C’est une transaction qui fera date dans l’histoire de l’économie des créateurs.
Loin de ses débuts modestes durant la pandémie, le vidéaste Khaby Lame change de dimension financière en cédant 51 % de sa société, Step Distinctive Limited, au géant financier Rich Sparkle Holdings.
Le chèque signé par la firme cotée à Hong Kong donne le vertige : 975 millions de dollars.
Cette opération transforme radicalement le statut de l'ancien ouvrier, le propulsant instantanément dans la sphère des grandes fortunes médiatiques.
Un clone virtuel pour une présence mondiale
L’accord dépasse la simple gestion de patrimoine.
Pour rentabiliser cet investissement colossal sur trois ans, les nouveaux actionnaires misent sur une technologie de rupture.

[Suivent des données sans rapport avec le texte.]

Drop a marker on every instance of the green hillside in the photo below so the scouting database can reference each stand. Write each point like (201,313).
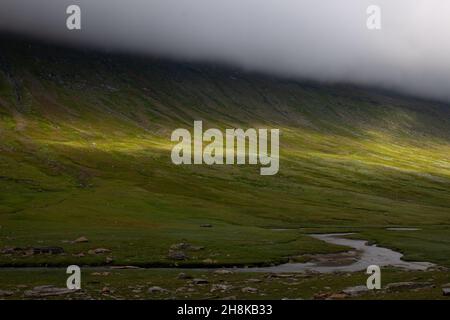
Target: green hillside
(85,151)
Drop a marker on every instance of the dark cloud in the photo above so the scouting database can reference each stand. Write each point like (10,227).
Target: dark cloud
(325,40)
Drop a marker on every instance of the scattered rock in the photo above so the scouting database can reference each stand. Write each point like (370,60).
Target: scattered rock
(337,296)
(5,293)
(100,273)
(221,287)
(355,291)
(180,246)
(105,290)
(223,271)
(79,255)
(253,280)
(47,291)
(48,250)
(209,261)
(409,286)
(81,240)
(196,248)
(183,275)
(249,290)
(199,281)
(177,255)
(32,250)
(156,290)
(99,251)
(321,296)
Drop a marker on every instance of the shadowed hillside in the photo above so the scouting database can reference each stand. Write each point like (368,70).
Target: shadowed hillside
(85,151)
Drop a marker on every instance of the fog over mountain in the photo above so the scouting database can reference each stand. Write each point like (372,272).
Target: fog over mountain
(323,40)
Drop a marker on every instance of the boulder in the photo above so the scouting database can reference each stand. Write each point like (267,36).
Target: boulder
(249,290)
(199,281)
(47,291)
(409,286)
(81,240)
(156,289)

Le visage et la gestuelle légendaire du jeune homme vont être numérisés pour donner naissance à un jumeau géré par l'intelligence artificielle.
L'objectif est purement industriel.
Ce double virtuel pourra produire des contenus publicitaires dans toutes les langues et sur tous les fuseaux horaires, sans que la star italienne n'ait besoin d'être physiquement présente sur les plateaux.

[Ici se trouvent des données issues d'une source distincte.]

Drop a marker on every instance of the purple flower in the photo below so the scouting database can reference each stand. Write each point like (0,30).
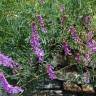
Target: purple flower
(74,35)
(92,45)
(62,8)
(9,88)
(50,71)
(7,61)
(77,58)
(86,77)
(89,36)
(87,19)
(40,19)
(63,19)
(35,43)
(66,49)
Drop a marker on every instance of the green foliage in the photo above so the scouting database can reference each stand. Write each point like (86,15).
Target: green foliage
(16,17)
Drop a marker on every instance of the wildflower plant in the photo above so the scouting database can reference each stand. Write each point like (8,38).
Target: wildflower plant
(42,39)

Une rentabilité estimée à 4 milliards
Les projections financières de Rich Sparkle sont titanesques.
En exploitant l'image de l'ancien employé d'Amazon via ce système automatisé, le groupe espère générer jusqu'à 4 milliards de dollars de ventes annuelles.
La stratégie repose sur le commerce en ligne intensif et des partenariats massifs avec des maisons de luxe ou de parfumerie.
Toutefois, l'humain conserve un filet de sécurité.
Conscient des risques de dérive, Khaby Lame a imposé la création d'une équipe de surveillance chargée de valider chaque contenu généré par son avatar avant toute diffusion publique.